3.2.2 Damage modelling

• Performing: When a mech or a building is hit by a bullet, it will get damaged. The "bullet" might also be a landmine, which will explode, when a mech walks nearby. Homing bullet types follow the target, unless they have a defence mechanism against homing missiles, explosive bullets create area damage and some bullets also cause long-lasting effect. Landmines may be detected with appropriate technology. A special type of area damage called EMP shockwave is also available, it will do disaterous amount of damage with a wide radius, but does nothing, if the defense mechanism is developed.
• Implementation: If the collision detection algorithm (see 1.2.1) detects a collision between a bullet and a mech/building, the mech/building will be polled for it's armour details. The different damage amounts caused by the bullet will then be scaled by the appropriate armor level of the mech/building and the results summed. The mech's or building's hitpoints will then be reduced by the sum, and panel displaying the hitpoints is updated. The location of the hit makes no difference, a hit is a hit. When a area damage bullet hits a target, it's radius will start growing rapidly, causing damage to surrounding objects every turn. Area-damage bullets may also be timed, they may wait for certain number of game loops to explode. Long lasting damage bullets will follow the mech, causing collisions in every game loop until it's timer runs out or it's removed at a mech building platform (implemented as a mech upgrade). The homing bullets look for a target every few rounds and fix their direction as much as they can (the bullets may miss, and then go round in circle until they hit something, their following timer runs out or they are back on track to the target). When landmine seeing technology is developed, all landmine object will be sent a message so they can set their animation to visible one.

3.2.3 Machine visions

• Performing: When Machine Vision I technology is developed, all enemy mechs visible in fps mode are detected and highlighted with drawing a rectangle around them and showing the distance to them. With level 2 technology, the armour levels and weapon info are shown of the enemy mech. The level 2 info can also be seen in the RTS mode by selecting the enemy mech.
• Implementation: If machine vision technology is developed, all mechs in the area seen by the mech are then investigated. If they're in the looking direction of the mech, a rectangle calculated from their bounding box will then be drawn around the mech and a little text will tell the distance. When level II is developed, the enemy mechs are also polled for their armour and weaponry information and it will also be shown (in a compact form) in Targeted enemy info panel.

3.2.4 Autoaim

• Performing: When autoaim technology is developed, mech can automatically aim the enemy. Autoaim doesn't change the orientation of the mech (or even the upper body), but just moves the crosshair within a fixed radius.
• Implementation: All enemy mechs in the area seen by the mech are checked. If angle from the manual firing direction to the mech is small enough, crosshair will instantly be moved. If more than one mechs are on sight, closest one (determined by the angle, not the distance) is selected. Current position and speed of the enemy mech are used to calculate correct aiming. Constant speed for enemy mech is assumed, and changing the speed may cause the autoaim to aim faulty.

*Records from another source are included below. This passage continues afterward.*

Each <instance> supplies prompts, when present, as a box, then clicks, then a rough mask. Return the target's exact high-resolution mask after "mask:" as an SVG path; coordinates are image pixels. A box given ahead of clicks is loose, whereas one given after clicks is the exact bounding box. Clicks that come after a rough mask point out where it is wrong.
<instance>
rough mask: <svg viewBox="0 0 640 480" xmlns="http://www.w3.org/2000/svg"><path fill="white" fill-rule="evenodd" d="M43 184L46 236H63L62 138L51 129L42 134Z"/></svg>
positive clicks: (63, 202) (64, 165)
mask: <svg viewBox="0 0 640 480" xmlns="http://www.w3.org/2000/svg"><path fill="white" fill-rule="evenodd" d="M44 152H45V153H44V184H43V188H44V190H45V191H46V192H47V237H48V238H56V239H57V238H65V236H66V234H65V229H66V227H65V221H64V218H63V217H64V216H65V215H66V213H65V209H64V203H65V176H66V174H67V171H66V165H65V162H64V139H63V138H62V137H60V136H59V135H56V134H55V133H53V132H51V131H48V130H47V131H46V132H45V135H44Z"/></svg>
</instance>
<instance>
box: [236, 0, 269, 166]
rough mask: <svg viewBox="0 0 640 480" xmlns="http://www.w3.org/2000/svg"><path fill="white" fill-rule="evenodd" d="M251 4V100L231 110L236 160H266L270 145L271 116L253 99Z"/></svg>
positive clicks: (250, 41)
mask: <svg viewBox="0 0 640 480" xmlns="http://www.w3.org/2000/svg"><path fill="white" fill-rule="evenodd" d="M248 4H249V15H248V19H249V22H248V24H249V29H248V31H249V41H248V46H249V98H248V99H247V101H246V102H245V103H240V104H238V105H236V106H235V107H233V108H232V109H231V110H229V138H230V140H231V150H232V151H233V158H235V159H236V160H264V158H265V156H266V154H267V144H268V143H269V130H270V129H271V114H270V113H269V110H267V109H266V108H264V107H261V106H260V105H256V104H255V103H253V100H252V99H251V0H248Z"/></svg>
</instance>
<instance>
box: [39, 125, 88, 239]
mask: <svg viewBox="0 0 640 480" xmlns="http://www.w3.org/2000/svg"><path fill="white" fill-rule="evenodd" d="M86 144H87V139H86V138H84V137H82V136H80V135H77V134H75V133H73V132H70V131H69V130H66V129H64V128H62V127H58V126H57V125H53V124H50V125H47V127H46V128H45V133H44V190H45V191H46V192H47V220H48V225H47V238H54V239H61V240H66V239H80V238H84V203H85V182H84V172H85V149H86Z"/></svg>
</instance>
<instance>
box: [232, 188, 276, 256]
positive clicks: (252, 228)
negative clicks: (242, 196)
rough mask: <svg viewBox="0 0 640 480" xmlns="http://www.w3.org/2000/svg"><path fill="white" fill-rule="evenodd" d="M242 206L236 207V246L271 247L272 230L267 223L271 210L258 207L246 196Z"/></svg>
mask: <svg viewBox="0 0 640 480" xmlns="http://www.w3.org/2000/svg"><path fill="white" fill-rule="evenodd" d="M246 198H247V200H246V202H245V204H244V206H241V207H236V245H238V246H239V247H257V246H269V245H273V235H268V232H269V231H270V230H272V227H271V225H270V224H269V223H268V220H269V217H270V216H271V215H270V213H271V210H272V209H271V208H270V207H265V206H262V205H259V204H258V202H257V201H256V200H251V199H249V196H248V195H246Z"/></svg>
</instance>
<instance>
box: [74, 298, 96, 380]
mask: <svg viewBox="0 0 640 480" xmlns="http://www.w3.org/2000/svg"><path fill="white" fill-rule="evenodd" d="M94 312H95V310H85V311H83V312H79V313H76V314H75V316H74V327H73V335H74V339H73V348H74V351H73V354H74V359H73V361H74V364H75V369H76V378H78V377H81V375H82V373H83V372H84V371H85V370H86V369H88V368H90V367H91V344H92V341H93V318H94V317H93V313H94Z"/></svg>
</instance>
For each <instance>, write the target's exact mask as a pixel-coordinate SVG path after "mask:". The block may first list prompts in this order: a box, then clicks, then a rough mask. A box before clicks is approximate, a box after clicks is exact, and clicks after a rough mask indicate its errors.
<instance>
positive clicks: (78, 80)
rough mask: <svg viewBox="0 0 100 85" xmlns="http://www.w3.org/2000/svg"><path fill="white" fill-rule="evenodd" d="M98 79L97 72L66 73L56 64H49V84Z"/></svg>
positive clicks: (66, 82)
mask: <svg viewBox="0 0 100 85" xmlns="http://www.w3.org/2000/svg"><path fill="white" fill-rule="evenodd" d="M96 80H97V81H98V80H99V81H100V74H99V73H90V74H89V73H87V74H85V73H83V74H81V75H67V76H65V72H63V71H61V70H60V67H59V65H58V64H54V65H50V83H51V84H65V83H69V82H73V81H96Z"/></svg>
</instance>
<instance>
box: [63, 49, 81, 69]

Correct aiming doesn't guarantee the hit from the long distances (see 2.2.3).

3.2.5 Autofire

• Performing: Autofire operation mode is mostly used from the fps mode, but is available in the rts mode as well. It will simply open fire whenever autoaim (see 3.2.4) is succesful.
• Implementation: When autoaiming is succesfully performed, mech will be notified. If autofire mode is on, mech acts like with manual shooting (see 2.2.3).